Here’s the story: Stanley Yelnats (Garrett Brennan) – the palindromic name is a family tradition – is unfairly convicted of a crime, and sent to the ironically-named Camp Green Lake, a prison camp for juveniles. There, under the whip hand of “Mr. Sir” (the fabulous Oran Sandel) and in the company of his fellow inmates Magnet, Armpit, X-Ray, Zig Zag and Zero (Javi Harnly, Arturo Tolentino, Brandon White, Jacob Yeh and Sean McCoy, respectively), Stanley is compelled to dig an enormous hole each and every day. Mr. Sir instructs him to look for something interesting. “If the warden likes what you found, you’ll get the rest of the day off,” he says.
Stanley’s story is told in counterpart to the story of his ancestors. Stanley’s great-great-grandfather (Roger Payano) neglected to fulfill a promise he made to a Gypsy (Wendy Nogales), and thus is blamed for the apparent curse which has befallen the Yelnats clan. Stanley’s great-grandfather made a great fortune, but it was all stolen by Kate Barlow (Lorraine Ressegger), the kissing bandit. Kate has her own story: she once loved a black man (Payano); to punish the miscegenation, the white townspeople killed her beloved and burned her schoolhouse. She turned to murder and other crimes in return, eventually dying under the bite of one of the venomous yellow-spotted lizards which overwhelm the place. No one ever found her stolen booty.
You can pretty much guess how this story develops, but don’t tell the kiddies. The great pleasure for you, mom and dad, will be to watch your kids’ faces as they put the pieces of the puzzle together in their own minds, and suss out the whole true story.
The production features, in addition to Sanders’, an excellent strong performance by Wyckham Avery as the camp’s formidable warden. The warden wears a pleasant mask, but terrifies the kids by whacking around the fierce Mr. Sir – the functional equivalent of kicking a grizzly bear. This is the most subtle role in the production, and Avery nails it. Brennan does very fine work as the protagonist, making him believable and sympathetic, and his fellow inmates are uniformly well performed. Among them, White, as X-Ray, and McCoy, as Zero, who are given the most work by the text, are standouts.
And justice requires that we acknowledge Hannah J. Crowell’s swell set, which expertly integrates Green Lake’s arid desolation into the existing framework of Adventure Theatre’s physical space. Where the text calls for features which can’t be produced – poisonous lizards, for example – Crowell solves the problem efficiently, and with imagination.
My only quibble is that the production doesn’t seem entirely certain about its audience. Some of the early portion of the play is done so broadly it appears as though the production is targeted at younger children, but by the time Stanley gets to the prison the action is realistic and natural, as preferred by ages eight through one hundred.
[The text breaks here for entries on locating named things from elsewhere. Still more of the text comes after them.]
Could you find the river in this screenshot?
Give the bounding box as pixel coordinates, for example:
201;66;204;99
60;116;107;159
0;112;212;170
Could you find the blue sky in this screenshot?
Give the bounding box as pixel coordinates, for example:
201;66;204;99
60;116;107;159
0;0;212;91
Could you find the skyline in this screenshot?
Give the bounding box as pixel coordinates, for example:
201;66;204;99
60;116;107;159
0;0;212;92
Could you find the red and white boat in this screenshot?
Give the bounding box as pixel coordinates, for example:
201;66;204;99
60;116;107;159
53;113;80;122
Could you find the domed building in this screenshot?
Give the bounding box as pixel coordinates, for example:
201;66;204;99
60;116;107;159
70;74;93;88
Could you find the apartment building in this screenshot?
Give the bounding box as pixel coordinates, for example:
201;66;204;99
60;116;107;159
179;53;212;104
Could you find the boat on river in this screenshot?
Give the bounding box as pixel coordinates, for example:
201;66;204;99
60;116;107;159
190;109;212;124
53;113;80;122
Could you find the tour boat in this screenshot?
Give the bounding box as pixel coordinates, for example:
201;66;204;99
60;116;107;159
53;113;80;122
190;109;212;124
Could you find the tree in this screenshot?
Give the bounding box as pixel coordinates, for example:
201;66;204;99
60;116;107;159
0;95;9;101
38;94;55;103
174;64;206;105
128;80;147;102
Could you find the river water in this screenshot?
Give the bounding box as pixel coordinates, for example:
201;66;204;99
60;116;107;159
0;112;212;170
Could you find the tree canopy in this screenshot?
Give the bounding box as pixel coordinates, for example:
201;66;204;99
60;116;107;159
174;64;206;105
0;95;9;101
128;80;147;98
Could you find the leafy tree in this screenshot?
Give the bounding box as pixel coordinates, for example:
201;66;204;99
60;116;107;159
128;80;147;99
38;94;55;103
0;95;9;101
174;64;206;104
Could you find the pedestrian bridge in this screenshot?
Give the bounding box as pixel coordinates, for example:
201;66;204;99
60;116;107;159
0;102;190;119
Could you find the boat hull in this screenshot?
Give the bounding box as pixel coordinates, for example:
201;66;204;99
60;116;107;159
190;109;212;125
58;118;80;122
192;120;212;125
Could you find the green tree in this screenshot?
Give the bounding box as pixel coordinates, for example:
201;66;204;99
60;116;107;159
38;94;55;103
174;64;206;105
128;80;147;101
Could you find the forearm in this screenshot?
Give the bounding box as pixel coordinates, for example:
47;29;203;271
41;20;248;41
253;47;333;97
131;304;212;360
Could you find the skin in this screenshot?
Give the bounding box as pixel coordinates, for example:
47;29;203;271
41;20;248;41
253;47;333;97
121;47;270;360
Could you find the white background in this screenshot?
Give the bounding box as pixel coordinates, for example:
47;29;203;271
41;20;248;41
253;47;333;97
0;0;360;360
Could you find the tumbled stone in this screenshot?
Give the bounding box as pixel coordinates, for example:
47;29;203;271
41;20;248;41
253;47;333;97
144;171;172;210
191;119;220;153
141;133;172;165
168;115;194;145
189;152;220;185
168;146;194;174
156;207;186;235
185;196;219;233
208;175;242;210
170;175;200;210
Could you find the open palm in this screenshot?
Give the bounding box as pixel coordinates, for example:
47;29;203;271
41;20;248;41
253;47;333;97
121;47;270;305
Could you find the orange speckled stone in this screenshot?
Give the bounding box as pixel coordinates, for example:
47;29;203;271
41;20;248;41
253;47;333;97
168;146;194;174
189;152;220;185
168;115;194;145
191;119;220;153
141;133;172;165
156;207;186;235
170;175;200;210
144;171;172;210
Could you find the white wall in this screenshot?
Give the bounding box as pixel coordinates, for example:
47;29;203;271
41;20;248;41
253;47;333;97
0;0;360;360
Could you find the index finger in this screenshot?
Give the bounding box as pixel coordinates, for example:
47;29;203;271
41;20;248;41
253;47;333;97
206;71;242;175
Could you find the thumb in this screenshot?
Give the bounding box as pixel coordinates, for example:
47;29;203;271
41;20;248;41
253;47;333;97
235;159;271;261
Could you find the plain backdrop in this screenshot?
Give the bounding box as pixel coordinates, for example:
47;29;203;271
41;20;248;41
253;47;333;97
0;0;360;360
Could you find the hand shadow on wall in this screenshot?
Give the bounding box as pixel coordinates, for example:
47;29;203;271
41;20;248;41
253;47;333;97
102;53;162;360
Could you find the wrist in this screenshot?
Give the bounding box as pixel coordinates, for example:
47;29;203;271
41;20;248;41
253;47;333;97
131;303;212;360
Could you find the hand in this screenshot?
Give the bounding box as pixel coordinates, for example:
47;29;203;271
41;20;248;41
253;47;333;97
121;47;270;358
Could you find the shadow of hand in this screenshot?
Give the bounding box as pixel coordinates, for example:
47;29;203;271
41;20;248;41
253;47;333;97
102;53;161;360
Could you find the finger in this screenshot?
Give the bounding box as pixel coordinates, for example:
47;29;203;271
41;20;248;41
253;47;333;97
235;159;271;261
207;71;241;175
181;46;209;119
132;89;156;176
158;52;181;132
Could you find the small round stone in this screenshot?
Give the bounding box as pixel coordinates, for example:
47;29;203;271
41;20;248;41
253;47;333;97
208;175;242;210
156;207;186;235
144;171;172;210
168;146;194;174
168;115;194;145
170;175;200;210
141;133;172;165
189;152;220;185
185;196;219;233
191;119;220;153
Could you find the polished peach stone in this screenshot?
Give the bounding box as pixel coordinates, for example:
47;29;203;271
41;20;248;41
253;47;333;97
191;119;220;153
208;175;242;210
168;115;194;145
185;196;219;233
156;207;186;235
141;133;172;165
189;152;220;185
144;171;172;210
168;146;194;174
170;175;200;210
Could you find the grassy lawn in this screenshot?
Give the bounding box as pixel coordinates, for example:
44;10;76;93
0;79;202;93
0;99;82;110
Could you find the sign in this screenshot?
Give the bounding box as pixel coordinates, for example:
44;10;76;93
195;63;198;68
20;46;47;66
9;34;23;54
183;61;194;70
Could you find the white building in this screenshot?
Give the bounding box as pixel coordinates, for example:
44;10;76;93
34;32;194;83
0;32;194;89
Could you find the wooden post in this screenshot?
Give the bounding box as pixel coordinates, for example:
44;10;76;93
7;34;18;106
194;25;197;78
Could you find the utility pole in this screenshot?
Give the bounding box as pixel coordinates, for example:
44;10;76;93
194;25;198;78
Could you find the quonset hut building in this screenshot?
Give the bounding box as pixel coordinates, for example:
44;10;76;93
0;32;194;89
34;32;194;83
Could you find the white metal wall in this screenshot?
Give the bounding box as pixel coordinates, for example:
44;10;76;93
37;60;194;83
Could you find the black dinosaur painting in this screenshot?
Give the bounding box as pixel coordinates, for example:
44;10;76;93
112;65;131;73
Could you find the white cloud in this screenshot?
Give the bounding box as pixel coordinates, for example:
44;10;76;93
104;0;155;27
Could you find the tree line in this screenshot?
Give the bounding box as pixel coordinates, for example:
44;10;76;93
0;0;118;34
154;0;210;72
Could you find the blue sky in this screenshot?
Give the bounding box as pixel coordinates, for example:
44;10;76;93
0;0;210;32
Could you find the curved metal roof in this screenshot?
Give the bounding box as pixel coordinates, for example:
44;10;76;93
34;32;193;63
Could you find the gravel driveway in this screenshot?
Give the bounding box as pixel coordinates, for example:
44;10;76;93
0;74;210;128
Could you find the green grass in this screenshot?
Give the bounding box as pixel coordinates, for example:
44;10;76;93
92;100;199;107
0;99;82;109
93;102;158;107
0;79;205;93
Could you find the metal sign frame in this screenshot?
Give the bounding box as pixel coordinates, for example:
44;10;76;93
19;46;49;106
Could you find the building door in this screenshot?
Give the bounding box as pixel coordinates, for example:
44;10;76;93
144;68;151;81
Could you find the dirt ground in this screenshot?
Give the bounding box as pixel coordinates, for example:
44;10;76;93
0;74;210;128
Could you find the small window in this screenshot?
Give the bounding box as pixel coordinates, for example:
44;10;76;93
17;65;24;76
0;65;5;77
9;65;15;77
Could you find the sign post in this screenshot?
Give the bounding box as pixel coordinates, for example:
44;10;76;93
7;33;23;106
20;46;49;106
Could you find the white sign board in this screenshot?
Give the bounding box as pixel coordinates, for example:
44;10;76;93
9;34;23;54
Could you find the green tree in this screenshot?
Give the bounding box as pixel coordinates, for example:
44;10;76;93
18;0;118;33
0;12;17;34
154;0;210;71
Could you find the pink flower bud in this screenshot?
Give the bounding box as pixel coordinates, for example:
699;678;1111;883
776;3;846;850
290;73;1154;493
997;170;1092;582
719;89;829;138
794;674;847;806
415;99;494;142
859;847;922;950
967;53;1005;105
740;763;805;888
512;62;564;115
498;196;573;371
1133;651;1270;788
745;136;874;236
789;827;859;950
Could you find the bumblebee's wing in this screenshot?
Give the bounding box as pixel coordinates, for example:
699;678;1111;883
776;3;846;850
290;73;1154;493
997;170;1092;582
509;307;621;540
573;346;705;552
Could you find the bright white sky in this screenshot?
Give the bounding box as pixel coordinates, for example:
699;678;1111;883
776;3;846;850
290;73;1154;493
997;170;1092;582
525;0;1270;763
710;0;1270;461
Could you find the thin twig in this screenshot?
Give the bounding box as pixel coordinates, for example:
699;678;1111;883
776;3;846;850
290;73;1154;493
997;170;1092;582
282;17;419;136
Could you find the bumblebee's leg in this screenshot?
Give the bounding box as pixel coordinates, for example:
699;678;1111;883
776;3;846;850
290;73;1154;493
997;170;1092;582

Note, however, that in the production I attended (the company graciously permitted me to attend the last day of previews to avoid a scheduling conflict) most of the audience were younger children, and they were riveted, notwithstanding the play’s ninety-minute intermission-free length.
And what about Alex? I know you’re waiting for me to say that now he’s the third baseman for the New York Yankees. But in truth he’s something even better: a productive member of society who, after his own kids are tucked into bed, occasionally enjoys the pleasure of a good read. If that’s your objective, you’ve come to the right place.
Running Time: 1:30 with no intermission
When: Monday, February 16 at 11 a.m.; Tuesdays through Sundays until February 19 (Saturdays at 11 a.m., Sundays at 3, and all other shows at 10.30 a.m.); thereafter Fridays through Sundays from Saturday, February 21 though Sunday, March 29. Fridays are at 7 PM, Saturdays are at 5 PM, and Sundays are at 3 PM, with the following exceptions: there will be an additional 10.30 a.m. show on Friday, March 13; no show Sunday, March 15; and the show on Friday, March 27 will be at 10.30 a.m.
Where: Adventure Theatre, Glen Echo Park, 7300 MacArthur Blvd, Glen Echo, MD.